Perhaps he had thought it would be like a movie. That Richie would come into the apartment and Eddie, roused from his bed, would go to him, and without the need for speaking they would touch one another’s faces.

So he sipped at his tea and then he set the mug down so that it clicked quite clearly against the wood top of the table. His hands encircled the mug.
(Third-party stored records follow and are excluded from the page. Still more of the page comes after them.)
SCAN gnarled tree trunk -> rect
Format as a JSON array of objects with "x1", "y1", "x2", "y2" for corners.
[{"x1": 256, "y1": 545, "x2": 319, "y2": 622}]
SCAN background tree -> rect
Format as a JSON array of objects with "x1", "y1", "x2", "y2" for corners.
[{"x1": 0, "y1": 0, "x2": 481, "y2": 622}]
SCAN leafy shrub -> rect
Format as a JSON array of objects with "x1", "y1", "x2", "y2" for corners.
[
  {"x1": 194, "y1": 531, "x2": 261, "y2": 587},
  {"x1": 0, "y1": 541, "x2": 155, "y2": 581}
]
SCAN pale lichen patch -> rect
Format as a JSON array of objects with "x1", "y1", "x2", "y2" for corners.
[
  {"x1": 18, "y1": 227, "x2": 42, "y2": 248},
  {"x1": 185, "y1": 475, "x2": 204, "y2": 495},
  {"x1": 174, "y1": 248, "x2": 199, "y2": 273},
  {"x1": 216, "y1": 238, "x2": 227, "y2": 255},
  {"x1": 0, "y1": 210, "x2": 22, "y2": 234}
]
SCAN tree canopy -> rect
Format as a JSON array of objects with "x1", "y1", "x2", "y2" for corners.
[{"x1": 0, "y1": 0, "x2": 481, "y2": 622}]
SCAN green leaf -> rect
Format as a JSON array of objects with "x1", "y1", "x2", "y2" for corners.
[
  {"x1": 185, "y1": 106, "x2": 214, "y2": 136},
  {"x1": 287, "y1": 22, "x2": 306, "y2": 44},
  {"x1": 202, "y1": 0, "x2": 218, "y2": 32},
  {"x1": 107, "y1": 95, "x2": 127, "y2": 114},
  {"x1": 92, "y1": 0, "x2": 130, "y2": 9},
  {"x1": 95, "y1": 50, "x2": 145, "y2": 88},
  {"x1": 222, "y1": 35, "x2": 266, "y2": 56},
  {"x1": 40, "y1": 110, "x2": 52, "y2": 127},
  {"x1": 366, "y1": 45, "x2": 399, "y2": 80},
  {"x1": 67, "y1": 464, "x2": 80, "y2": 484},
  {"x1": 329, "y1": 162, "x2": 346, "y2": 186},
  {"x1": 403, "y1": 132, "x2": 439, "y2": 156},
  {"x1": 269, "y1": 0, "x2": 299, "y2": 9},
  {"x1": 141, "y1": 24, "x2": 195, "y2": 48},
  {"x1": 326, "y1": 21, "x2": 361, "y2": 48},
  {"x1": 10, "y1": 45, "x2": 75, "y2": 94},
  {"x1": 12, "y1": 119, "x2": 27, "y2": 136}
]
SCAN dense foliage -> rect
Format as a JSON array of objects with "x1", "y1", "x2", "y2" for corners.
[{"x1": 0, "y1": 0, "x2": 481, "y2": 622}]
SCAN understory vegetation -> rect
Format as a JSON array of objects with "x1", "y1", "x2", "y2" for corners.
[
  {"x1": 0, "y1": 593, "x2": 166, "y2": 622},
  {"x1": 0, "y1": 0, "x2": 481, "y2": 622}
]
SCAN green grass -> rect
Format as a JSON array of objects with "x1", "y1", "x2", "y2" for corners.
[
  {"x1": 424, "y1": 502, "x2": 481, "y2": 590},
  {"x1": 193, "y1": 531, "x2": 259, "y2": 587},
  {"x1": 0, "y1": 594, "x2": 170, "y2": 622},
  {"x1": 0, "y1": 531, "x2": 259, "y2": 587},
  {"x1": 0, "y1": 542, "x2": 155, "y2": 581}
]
The tips of his fingers made a tent-like v through the handle, turned to Richie. He swallowed. He lifted his eyes to Richie.

“What did you want to talk about?”

He expected a smartass remark from Richie. It was why he had given him the opening. To play dumb, so that Richie could cut the feet out from under him and Eddie could then stir with anger and in his anger be once again brave.
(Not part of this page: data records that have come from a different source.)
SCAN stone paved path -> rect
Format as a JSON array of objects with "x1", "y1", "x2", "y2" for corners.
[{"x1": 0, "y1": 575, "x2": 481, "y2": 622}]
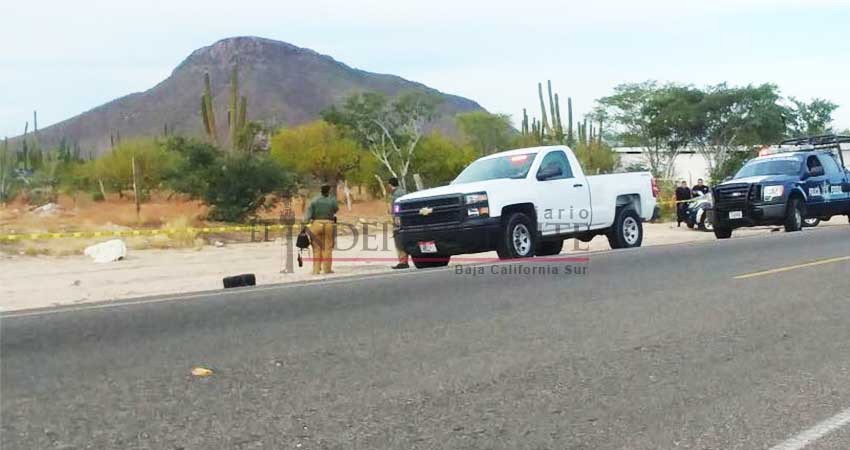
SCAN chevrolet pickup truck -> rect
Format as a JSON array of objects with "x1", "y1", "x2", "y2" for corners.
[
  {"x1": 393, "y1": 146, "x2": 658, "y2": 268},
  {"x1": 712, "y1": 135, "x2": 850, "y2": 239}
]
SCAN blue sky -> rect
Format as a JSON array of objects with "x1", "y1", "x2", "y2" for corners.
[{"x1": 0, "y1": 0, "x2": 850, "y2": 137}]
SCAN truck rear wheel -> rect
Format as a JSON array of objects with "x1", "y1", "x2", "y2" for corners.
[
  {"x1": 410, "y1": 255, "x2": 452, "y2": 269},
  {"x1": 534, "y1": 239, "x2": 564, "y2": 256},
  {"x1": 607, "y1": 208, "x2": 643, "y2": 248},
  {"x1": 496, "y1": 212, "x2": 537, "y2": 259},
  {"x1": 785, "y1": 197, "x2": 803, "y2": 232}
]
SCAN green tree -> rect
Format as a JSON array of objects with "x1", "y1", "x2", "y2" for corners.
[
  {"x1": 455, "y1": 111, "x2": 516, "y2": 155},
  {"x1": 163, "y1": 136, "x2": 221, "y2": 199},
  {"x1": 691, "y1": 83, "x2": 789, "y2": 173},
  {"x1": 598, "y1": 81, "x2": 681, "y2": 178},
  {"x1": 322, "y1": 91, "x2": 439, "y2": 188},
  {"x1": 414, "y1": 133, "x2": 478, "y2": 186},
  {"x1": 271, "y1": 121, "x2": 360, "y2": 186},
  {"x1": 787, "y1": 97, "x2": 838, "y2": 137},
  {"x1": 203, "y1": 154, "x2": 295, "y2": 222},
  {"x1": 94, "y1": 139, "x2": 176, "y2": 195}
]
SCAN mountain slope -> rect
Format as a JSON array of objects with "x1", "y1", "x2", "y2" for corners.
[{"x1": 33, "y1": 37, "x2": 482, "y2": 154}]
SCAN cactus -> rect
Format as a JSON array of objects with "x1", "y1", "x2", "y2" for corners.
[
  {"x1": 546, "y1": 80, "x2": 558, "y2": 135},
  {"x1": 201, "y1": 72, "x2": 218, "y2": 145},
  {"x1": 554, "y1": 94, "x2": 564, "y2": 137},
  {"x1": 537, "y1": 83, "x2": 549, "y2": 134},
  {"x1": 227, "y1": 65, "x2": 239, "y2": 148},
  {"x1": 567, "y1": 97, "x2": 576, "y2": 147},
  {"x1": 597, "y1": 117, "x2": 602, "y2": 145},
  {"x1": 522, "y1": 108, "x2": 528, "y2": 136},
  {"x1": 236, "y1": 96, "x2": 248, "y2": 130}
]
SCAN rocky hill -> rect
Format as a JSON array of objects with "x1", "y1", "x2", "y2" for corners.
[{"x1": 26, "y1": 37, "x2": 482, "y2": 154}]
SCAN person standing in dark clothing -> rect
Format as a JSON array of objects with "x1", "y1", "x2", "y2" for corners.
[
  {"x1": 387, "y1": 177, "x2": 410, "y2": 269},
  {"x1": 676, "y1": 180, "x2": 692, "y2": 227},
  {"x1": 691, "y1": 178, "x2": 711, "y2": 197},
  {"x1": 304, "y1": 185, "x2": 339, "y2": 275}
]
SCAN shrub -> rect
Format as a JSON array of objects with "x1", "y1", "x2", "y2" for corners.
[
  {"x1": 413, "y1": 133, "x2": 478, "y2": 186},
  {"x1": 163, "y1": 137, "x2": 221, "y2": 198},
  {"x1": 202, "y1": 154, "x2": 295, "y2": 222}
]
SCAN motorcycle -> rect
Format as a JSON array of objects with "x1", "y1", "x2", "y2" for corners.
[{"x1": 685, "y1": 193, "x2": 714, "y2": 231}]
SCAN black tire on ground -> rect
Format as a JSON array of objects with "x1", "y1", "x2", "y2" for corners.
[
  {"x1": 606, "y1": 207, "x2": 643, "y2": 248},
  {"x1": 785, "y1": 197, "x2": 805, "y2": 232},
  {"x1": 221, "y1": 273, "x2": 257, "y2": 289},
  {"x1": 534, "y1": 240, "x2": 564, "y2": 256},
  {"x1": 714, "y1": 225, "x2": 732, "y2": 239},
  {"x1": 410, "y1": 255, "x2": 452, "y2": 269},
  {"x1": 699, "y1": 212, "x2": 714, "y2": 231},
  {"x1": 496, "y1": 212, "x2": 537, "y2": 259}
]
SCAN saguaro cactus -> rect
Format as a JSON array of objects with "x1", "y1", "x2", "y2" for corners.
[
  {"x1": 567, "y1": 97, "x2": 576, "y2": 147},
  {"x1": 227, "y1": 65, "x2": 239, "y2": 148},
  {"x1": 553, "y1": 94, "x2": 564, "y2": 137},
  {"x1": 522, "y1": 108, "x2": 528, "y2": 135},
  {"x1": 201, "y1": 72, "x2": 218, "y2": 145},
  {"x1": 537, "y1": 83, "x2": 549, "y2": 134}
]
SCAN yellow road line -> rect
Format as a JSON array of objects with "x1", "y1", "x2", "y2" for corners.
[{"x1": 734, "y1": 256, "x2": 850, "y2": 280}]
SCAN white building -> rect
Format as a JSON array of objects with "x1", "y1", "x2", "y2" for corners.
[{"x1": 614, "y1": 144, "x2": 850, "y2": 185}]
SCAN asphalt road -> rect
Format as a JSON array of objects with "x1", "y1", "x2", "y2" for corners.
[{"x1": 0, "y1": 226, "x2": 850, "y2": 450}]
Instead Richie ducked his head. He stared into his mug of coffee. Light steam twisted from it. He fiddled with the cuff of his jacket. His tongue flashed; he licked at his lips.

Eddie’s mouth was stinging, not from the heat of the tea, but much like it had stung yesterday without explanation or warning. As if a ghost had leaned close to him and brushed their unfelt mouth across his lips.

“Yesterday.” Richie gripped the mug in one hand. His thumb traced the arc of the handle. When he spoke, his voice was low. It rasped. “Um. When you said that uh. You knew I didn’t love you. That.”

He cut off and rubbed the heel of his free hand hard against his hairline. His shoulders, ever slumped, were drawn taut in their parabolic shape like the wood of a bow as an archer pulled the string.

“I had to talk to Ben,” said Richie. “Um. That’s where I was most of the night was I had to call Ben. It took a couple tries to get through to him. He’s in uh, Chile right now, working with some native groups about I guess sustainable wood harvesting? If you didn’t know that already. That’s not really relevant.”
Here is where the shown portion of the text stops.